Before long, especially when you’re rehabilitating a complicated joint like a knee or a shoulder, you start taking it through the range of motion that hurts. But you do it first under controlled circumstances, and you do it with help. Maybe a therapist moves the arm for you, or you do your first exercises in a pool, letting the water absorb your weight.
In the same way, those first forays back into public affairs were best taken under the watchful eyes of close friends whose recovery was a bit further along — settings where you wouldn’t be ashamed to wince or yelp, among people who would know when to slow down and move more carefully.
Eventually, when the injured part has mostly knit itself back together and you just need to get strong again, you seek out the support of a community. You join an exercise group or take a class at a gym.
Those of us who already belonged to UU churches had an advantage at this stage, because we had an obvious place to go. And I think a number of people whose previous connection to a UU church was a little shaky have drawn closer, recognizing their need for community support.
For some, Saturday’s march was a search for community support; they came out to be reminded that they are not alone. But for others it represented a return to the full exercise of their hope. They envisioned showing up with a bunch of their friends, maybe with some creative costumes or signs. They took some action to bring that vision into reality, and it worked. They’re back in the political arena, and some are back stronger than ever.
Because that’s the ultimate goal of rehabilitation after injury: not just to return to a semblance of your previous life, but to come back stronger.
Injury isn’t just a setback, it has a lesson to teach: The body doesn’t always take care of itself. It needs regular attention and maintenance. Similarly, maintaining healthy hope in your life doesn’t just happen. It isn’t a gift of God that we can just sit back and receive. Keeping your hope in a state of fitness that resists reinjury involves maintaining a good mental hygiene, observing what you take in and what you expose yourself to, watching to see what in your life builds your hope up and what tears it down.
And most of all, healthy hope requires exercise. On a regular basis, we need to visualize worthwhile things, try them, and see them come to pass. Not just because the world needs good things to happen, but because we, for ourselves, need to make good things happen and see ourselves making good things happen.
So in conclusion, I want to urge you: If you have had or are having a crisis of hope, don’t take the long way around.
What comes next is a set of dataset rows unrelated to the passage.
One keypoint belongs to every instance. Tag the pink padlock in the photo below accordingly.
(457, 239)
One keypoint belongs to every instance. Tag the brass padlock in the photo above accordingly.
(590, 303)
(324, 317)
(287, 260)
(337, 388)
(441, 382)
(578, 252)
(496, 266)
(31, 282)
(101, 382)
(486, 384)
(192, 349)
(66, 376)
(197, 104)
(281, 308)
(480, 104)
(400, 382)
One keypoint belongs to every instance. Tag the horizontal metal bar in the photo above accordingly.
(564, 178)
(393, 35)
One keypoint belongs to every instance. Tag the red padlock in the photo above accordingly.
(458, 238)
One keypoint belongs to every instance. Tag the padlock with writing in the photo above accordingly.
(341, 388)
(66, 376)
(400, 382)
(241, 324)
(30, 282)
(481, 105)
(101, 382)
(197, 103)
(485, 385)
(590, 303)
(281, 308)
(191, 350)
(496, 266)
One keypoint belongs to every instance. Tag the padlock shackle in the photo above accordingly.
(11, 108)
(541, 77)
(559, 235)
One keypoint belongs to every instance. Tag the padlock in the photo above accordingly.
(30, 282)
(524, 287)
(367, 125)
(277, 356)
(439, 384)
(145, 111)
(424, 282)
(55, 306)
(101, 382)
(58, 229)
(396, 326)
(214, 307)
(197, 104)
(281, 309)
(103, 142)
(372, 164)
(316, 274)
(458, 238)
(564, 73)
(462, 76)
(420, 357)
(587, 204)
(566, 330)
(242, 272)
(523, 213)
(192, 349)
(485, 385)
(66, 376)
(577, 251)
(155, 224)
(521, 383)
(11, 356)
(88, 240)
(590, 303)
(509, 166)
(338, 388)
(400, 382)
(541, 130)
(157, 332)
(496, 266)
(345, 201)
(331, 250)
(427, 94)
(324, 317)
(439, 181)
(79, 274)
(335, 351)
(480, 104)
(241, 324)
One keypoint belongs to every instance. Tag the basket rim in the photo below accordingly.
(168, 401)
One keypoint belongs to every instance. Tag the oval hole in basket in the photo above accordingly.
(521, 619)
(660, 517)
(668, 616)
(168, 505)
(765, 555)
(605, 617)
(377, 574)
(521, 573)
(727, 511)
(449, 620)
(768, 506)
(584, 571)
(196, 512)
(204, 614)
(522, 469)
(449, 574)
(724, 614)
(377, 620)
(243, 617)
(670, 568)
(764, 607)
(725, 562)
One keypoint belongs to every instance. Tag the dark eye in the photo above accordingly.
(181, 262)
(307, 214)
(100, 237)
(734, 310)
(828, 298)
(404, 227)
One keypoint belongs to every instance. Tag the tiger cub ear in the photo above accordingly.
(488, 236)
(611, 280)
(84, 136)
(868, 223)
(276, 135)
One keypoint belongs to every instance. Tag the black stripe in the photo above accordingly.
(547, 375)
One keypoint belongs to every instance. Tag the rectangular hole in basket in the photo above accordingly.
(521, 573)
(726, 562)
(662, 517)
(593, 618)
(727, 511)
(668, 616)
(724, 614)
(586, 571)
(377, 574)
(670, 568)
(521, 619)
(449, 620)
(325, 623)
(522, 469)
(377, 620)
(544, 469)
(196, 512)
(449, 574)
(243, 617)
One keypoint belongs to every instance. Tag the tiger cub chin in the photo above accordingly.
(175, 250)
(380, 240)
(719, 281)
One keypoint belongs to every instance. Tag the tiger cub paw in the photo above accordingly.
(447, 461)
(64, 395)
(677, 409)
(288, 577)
Don’t approach it as a crisis of faith. Don’t get distracted into debates about optimism and pessimism. Some people believe in God and some don’t. Some people are optimists and some are pessimists. But any of them can learn to live hopefully in the present. There may be a God or not. Sometimes the optimists are right and sometimes the pessimists are right. But it’s always better to live in hope than to live in despair.
So if it helps you to pray, feel free. If it comforts you to think about positive long-term trends, don’t stop on my account. But also take care of your hope the way you would take care of a knee or a shoulder or your lungs or your heart. Practice good hope hygiene. Break hope-defeating habits. And most of all, exercise your hope and keep it in shape. Going forward, let’s maintain a fit and healthy hope, both for ourselves and for the world.